Hive Metastore (HMS) is a service that stores metadata that is related to Presto and other services in a backend Relational Database Management System (RDBMS) or Hadoop Distributed File System (HDFS).

IBM watsonx.data stand-alone

When you create a new table, information that is related to the schema such as column names, data types is stored in the metastore relational database. A metastore enables the user to see the data files in the HDFS object storage as if they are stored in tables with HMS.

Metastore acts as a bridge between the schema of the table and the data files that are stored in object storages. HMS holds the definitions, schema, and other metadata for each table and maps the data files and directories to the table representation that is viewed by the user. Therefore, HMS is used as a storage location for the schema and tables. HMS is a metastore server that connects to the object storage to store data and keeps its related metadata on PostgreSQL.

Any database with a JDBC driver can be used as a metastore. Presto makes requests through thrift protocol to HMS. The Presto instance reads and writes data to HMS. HMS supports 5 backend databases as follows.
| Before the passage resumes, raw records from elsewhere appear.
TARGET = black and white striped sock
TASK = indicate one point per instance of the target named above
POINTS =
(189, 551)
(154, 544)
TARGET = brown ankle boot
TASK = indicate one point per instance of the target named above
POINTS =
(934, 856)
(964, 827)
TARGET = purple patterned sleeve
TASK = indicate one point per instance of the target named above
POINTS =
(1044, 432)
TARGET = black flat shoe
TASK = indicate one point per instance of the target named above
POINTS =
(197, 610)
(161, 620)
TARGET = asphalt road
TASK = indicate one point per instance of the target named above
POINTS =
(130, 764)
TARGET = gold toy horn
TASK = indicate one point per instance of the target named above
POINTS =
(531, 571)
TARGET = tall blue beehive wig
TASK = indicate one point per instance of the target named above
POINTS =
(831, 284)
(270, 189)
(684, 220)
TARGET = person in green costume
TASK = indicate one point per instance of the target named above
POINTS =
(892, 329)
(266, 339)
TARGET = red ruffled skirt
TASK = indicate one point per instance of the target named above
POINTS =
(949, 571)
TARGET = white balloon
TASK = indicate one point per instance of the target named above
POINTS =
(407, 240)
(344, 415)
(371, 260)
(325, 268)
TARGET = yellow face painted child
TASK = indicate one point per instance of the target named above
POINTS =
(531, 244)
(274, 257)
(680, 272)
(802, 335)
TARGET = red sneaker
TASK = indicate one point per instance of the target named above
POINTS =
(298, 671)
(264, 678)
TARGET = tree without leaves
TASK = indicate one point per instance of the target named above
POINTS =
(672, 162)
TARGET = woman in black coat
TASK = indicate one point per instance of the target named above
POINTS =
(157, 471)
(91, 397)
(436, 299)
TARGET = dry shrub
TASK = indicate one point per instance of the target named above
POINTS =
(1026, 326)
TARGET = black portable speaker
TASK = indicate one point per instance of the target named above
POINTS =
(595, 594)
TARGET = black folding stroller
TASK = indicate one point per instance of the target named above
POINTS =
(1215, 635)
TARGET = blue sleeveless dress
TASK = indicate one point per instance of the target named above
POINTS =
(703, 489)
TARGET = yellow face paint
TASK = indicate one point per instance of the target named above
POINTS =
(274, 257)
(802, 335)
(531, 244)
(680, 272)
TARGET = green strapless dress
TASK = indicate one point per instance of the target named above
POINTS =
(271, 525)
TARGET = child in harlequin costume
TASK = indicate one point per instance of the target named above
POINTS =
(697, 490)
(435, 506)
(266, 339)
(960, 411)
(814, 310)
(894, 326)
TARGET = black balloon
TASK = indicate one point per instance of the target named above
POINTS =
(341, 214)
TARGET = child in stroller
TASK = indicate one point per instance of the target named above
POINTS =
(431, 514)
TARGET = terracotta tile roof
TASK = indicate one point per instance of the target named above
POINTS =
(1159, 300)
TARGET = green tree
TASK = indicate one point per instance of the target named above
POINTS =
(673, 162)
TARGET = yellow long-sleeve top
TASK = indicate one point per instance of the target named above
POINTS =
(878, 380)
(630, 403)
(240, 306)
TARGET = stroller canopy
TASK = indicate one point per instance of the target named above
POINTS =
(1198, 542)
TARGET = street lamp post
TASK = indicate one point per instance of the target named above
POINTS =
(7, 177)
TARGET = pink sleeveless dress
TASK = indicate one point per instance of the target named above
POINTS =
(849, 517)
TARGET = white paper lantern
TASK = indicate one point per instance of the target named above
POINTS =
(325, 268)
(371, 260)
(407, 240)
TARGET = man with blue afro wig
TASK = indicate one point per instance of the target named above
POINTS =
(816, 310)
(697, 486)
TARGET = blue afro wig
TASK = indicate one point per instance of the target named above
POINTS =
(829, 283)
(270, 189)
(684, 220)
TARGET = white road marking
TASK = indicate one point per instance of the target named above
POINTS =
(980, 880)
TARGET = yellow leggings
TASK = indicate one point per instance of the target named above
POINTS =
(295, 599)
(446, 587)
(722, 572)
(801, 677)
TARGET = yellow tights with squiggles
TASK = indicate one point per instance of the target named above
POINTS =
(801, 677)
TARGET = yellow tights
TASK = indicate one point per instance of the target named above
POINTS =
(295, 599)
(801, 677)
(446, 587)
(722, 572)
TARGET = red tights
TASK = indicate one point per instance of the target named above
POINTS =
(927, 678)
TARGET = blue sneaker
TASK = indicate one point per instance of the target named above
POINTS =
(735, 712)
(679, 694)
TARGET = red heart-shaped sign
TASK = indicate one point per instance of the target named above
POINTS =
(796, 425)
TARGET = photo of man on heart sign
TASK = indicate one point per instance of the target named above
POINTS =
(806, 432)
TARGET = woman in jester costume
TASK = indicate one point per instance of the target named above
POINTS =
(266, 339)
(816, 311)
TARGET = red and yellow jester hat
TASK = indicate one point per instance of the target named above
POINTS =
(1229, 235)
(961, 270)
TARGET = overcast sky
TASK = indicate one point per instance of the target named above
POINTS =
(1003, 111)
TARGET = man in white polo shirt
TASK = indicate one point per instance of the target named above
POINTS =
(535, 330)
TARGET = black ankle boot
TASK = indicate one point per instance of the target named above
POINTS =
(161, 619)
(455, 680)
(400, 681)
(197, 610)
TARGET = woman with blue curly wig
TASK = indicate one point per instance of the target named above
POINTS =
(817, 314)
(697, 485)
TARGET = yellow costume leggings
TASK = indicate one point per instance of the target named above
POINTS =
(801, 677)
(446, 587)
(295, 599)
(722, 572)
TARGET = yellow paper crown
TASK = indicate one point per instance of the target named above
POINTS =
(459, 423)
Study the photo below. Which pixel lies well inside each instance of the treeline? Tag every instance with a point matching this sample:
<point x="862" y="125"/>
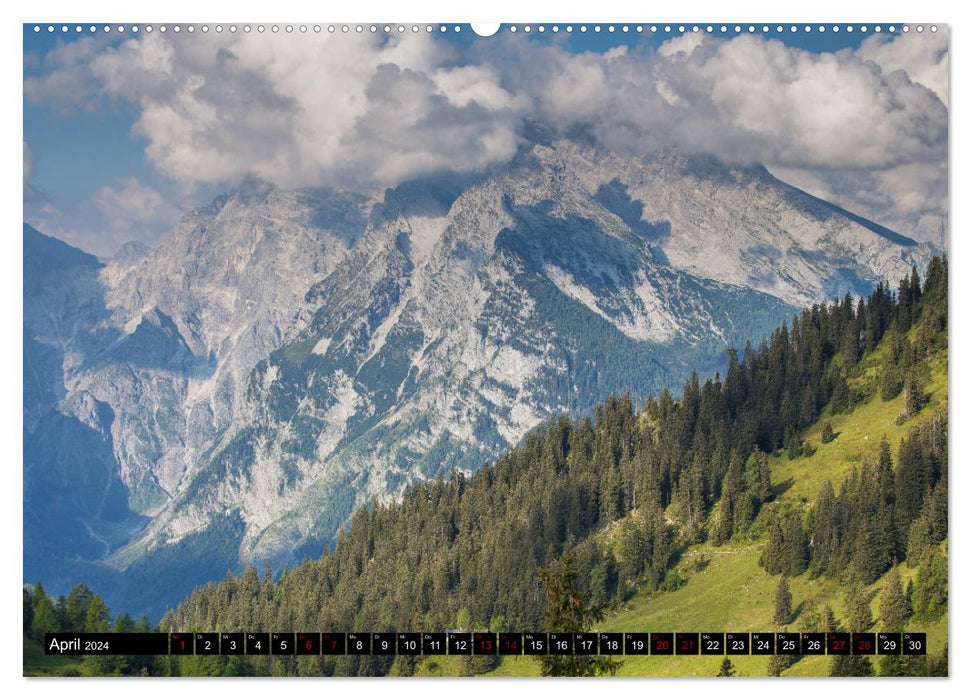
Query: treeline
<point x="465" y="552"/>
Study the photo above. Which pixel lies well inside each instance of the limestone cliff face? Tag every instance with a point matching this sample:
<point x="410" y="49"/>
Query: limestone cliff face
<point x="282" y="357"/>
In watsonx.data, PostgreSQL database is used.
  • Derby
  • MySQL
  • MS SQL Server
  • Oracle
  • PostgreSQL
Currently HMS in watsonx.data supports the Iceberg table format.
The following three modes of deployment are supported for HMS. In watsonx.data the remote mode is used.
  • Embedded Metastore - Derby with singe session.
  • Local Metastore - MySQl with multiple sessions accessible locally.
  • Remote Metastore - metastore runs on its own separate JVM and is accessible by using thrift network APIs.